Mrs Rumsey stated that she was unaware of joint investments until she was informed of the fact by Mr Burke following her return to the Wandana Heights property. She said that she never really understood financial arrangements during her marriage. The Tribunal accepts this evidence from her having had the opportunity to observe her. It is also consistent with the impressive evidence that Mr Burke gave about Mrs Rumsey’s financial capacities. He described her as having no interest in financial matters and as being “financially illiterate”. Her only concern was that the interest on the investments was paid. The Respondent placed considerable emphasis on the fact that joint financial facilities (whatever they were) were indicative of them being part of a couple for the purposes of construing section 5E(2)(a) of the VE Act. The contents of the Respondent’s Statement of Facts, Issues and Contentions under the heading “Shared financial arrangements of the Applicant and Mrs Rumsey” (paragraphs 49 to 59) are referred to. In short, the contention is that the financial arrangements identified in that section, which are established from the evidence before the Tribunal, involved shared management of their financial resources and shared planning for their financial future which are inconsistent with living separately and apart on a permanent basis. In addition to the joint accounts identified, there were also several significant transactions whereby money was transferred between those joint accounts during the period relevant to this application.

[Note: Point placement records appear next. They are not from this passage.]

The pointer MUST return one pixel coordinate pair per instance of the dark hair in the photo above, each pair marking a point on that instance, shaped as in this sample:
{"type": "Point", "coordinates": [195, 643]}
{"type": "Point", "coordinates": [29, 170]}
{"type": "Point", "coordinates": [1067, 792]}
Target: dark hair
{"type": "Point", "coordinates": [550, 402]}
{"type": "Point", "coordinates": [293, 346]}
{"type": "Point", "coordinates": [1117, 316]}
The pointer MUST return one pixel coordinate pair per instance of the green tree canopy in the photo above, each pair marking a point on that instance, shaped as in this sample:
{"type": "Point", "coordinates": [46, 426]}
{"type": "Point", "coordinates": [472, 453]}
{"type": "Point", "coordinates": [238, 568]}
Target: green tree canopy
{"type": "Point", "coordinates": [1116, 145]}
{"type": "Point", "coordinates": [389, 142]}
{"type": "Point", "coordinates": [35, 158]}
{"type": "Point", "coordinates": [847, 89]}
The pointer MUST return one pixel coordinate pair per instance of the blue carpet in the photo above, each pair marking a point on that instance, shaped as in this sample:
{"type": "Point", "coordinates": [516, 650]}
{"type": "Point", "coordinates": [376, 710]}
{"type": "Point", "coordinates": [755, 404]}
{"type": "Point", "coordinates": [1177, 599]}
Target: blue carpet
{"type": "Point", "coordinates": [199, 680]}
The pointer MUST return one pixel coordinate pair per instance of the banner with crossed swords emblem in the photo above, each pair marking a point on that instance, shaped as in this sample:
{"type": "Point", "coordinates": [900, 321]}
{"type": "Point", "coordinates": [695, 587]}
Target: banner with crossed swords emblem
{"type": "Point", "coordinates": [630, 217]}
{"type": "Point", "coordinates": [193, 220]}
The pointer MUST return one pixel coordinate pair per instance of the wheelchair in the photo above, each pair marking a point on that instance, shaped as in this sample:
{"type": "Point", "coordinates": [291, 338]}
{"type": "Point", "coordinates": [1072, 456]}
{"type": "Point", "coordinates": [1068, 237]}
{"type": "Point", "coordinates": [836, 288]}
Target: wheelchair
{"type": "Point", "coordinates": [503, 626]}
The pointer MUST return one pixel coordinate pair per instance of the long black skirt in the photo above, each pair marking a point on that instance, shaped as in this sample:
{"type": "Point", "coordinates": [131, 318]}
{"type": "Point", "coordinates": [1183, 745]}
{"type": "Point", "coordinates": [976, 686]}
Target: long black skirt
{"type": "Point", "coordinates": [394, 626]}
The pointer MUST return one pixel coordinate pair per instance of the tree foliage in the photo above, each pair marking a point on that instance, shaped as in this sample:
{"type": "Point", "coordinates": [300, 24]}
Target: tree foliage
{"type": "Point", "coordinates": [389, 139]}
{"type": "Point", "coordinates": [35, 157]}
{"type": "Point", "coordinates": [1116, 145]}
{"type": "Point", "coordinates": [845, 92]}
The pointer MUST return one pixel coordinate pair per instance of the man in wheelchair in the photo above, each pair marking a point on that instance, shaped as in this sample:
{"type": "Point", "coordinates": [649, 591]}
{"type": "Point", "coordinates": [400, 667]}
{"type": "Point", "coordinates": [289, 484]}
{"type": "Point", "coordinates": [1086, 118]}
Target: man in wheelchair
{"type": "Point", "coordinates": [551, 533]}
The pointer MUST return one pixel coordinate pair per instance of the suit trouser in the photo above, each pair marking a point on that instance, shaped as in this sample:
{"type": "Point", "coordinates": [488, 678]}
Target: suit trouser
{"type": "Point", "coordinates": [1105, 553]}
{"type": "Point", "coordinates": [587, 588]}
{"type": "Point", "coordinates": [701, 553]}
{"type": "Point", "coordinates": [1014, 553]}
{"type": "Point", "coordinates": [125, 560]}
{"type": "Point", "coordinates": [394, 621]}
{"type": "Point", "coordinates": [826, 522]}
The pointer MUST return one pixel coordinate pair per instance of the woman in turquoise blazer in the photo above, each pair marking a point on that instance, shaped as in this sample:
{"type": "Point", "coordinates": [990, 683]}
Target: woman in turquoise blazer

The Tribunal cannot accept this contention of the Respondent. It does so for several reasons. The starting point is the evidence referred to previously that Mrs Rumsey throughout her marriage simply has not concerned herself with, nor more likely than not, had the capacity to understand what financial arrangements were in place. They were left to the Applicant. The joint accounts in their various forms were created well before the 2008 separation. This arrangement continued whilst Mrs Rumsey resided in the Belmont property and for some time after her return to the Wandana Heights property. It simply would not have occurred to her to have investigated what financial arrangements were in place and to have appreciated the legal and factual consequences of joint accounts and that it might be better to close, sever or otherwise realise them.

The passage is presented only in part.